第3章 9 嘘の告白

 コンコン


ヒルダの部屋のドアがノックされた。丁度その時ヒルダは学校に行けない為、自主的に自宅学習をしていた。


(誰かしら・・?)


ヒルダは訝しみながらも返事をした。


「どうぞー。」


「失礼します・・・。」


するとドアをガチャリと開けて中へ入って来たのはルドルフであった。


「ル・・ルドルフッ?!」


ヒルダはまさかルドルフが訪ねて来るとは思いもしなかったので驚いて目を見開いた。


「お久しぶりです・・・。ヒルダ様。」


ルドルフは、はにかみながらヒルダを見て・・・左足にまかれた痛々しいギプスを目にして悲し気な顔をした。


(ヒルダ様・・・僕のせいであのような大怪我を・・・。)


「ど、どうしたの?ルドルフ・・・こんな突然に・・そう言えば今迄ルドルフはどうしていたの?実は最近マルコさんの姿もルドルフの姿を見る事も無くて心配していたのよ・・・。」


ヒルダは両手を前に組んでルドルフを見つめた。


「ヒルダ様・・・。」


一月ぶりに見るヒルダは以前に比べ、痩せてしまってはいたが・・・やはり美しかった。夕焼けの太陽の光を浴びて長く伸びた金の髪はきらきらと輝き、光の粒が溢れているようにも見えた。思わずルドルフはヒルダの姿に見惚れかけ・・・我に返った。


(駄目だ・・・僕はヒルダ様の婚約者になるけれど・・・対等の関係になってはいけないんだ。ヒルダ様の下僕として・・一生お仕えするのだから・・。)


「ヒルダ様、聞いて下さい。実は僕の父がお金を貯めて爵位を買ったんです。僕達親子は男爵家になったんですよ?」


ルドルフはニコニコしながら言った。


「え?!そ、その話は・・・本当なの?ルドルフ。」


ヒルダはあまりにも突然の話で驚いた。


「ええ、そうなんです。今日から僕の名前はルドルフ・テイラーになりました。」


「そうなの・・・ルドルフ・テイラー・・・うん、すごく素敵な名前ね・・・。」


しかし、言葉とは裏腹にヒルダは今にも泣きたい気持ちになってしまった。


(ルドルフは貴族になってしまった・・・。彼は素敵な男の子だから、これから社交界デビューをしたら・・きっと色々な貴族令嬢に想いを寄せられるに決まってるわ。私が二度と参加する事の出来ないパーティーにも出席して・・そこで素敵な令嬢と知り合って・・2人は・・。)


ヒルダの妄想は悪い方へとばかり向かってしまう。


一方のルドルフは不思議でならなかった。てっきりヒルダは自分と同じ貴族になった事を喜んでくれるとばかり思っていたのに、俯いて悲し気な表情を見せているからだ。


「あの・・・ヒルダ様・・どうされたのですか?」


ルドルフはヒルダに声を掛けた。


「い、いえ・・何でも無いの・・・。」


ヒルダは視線を逸らすように言う。するとルドルフは無言でヒルダのすぐ傍まで近付くと、車椅子の前で跪いた。
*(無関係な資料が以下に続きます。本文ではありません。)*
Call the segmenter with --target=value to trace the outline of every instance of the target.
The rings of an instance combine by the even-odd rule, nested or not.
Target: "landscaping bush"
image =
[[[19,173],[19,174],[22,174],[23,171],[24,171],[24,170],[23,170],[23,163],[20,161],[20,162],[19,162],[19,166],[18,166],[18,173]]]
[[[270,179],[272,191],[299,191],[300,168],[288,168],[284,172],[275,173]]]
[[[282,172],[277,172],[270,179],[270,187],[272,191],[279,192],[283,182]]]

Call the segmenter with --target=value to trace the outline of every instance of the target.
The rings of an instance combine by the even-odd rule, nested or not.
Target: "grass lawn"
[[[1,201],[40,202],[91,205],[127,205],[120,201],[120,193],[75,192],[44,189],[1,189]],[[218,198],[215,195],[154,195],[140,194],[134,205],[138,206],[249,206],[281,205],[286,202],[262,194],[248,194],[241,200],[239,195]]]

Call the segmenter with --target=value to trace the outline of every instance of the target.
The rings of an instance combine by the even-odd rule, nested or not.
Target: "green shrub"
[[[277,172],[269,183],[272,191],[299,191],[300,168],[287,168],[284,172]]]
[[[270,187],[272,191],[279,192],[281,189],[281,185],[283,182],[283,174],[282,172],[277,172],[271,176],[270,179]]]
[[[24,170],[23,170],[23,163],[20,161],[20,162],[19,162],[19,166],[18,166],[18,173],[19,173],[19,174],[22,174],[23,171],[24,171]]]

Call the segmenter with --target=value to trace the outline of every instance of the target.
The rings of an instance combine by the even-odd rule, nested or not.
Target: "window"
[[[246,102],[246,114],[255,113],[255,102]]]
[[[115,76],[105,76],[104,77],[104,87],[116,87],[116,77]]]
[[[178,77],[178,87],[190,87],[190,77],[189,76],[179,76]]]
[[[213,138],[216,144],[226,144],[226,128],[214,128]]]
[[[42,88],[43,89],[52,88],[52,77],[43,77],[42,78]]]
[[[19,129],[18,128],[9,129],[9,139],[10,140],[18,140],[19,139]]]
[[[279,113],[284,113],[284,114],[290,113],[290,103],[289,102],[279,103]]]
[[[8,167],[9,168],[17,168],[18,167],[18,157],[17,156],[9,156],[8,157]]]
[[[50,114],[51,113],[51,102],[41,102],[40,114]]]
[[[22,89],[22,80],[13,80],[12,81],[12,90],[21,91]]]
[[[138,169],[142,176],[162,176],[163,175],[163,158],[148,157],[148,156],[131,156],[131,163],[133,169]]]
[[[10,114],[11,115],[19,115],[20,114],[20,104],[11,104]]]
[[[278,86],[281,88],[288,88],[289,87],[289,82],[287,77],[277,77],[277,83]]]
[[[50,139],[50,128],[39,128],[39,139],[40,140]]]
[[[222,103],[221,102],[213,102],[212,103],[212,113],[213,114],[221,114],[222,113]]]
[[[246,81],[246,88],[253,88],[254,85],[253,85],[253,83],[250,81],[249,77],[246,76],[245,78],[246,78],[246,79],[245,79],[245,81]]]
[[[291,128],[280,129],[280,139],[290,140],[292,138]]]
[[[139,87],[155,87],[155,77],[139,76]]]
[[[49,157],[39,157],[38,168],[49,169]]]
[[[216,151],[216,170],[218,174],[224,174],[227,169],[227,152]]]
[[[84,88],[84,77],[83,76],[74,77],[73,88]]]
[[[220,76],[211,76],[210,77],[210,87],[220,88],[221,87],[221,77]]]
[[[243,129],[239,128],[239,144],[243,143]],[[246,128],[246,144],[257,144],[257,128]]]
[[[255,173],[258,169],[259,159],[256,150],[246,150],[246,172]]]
「お願いです、ヒルダ様。何故そのように悲し気な顔を見せるのか・・教えて下さい。」


「そ、それは・・ルドルフが遠い存在になってしまったから・・。」


「え・・?何故僕が遠い存在に・・・?」


ルドルフには訳が分からなかった。


「だって、貴方は貴族になったのだから・・これからきっと社交会デビューを果たすでしょう?ダンスパーティーに参加したり・・・貴族同士の会合に参加したり・・私にはもう二度とそのお誘いは来ないの・・・。だから・・。」


ヒルダは胸を詰まらせながら言う。ルドルフは何故ヒルダが悲し気な顔を見せるのか、ようやく理解した。


(ヒルダ様・・・っ!)


ルドルフはヒルダの両手をそっと包み込むと言った。


「ヒルダ様・・・・僕の父が爵位を買ったのは・・僕の為なのです。僕がヒルダ様とつり合いが取れる人間になる為に・・・。」


「え・・?」


ヒルダはルドルフの目を見た。


「ヒルダ様・・・好きです。どうか僕と婚約して下さい・・・。」


そしてルドルフはヒルダの右手の甲にキスをした―。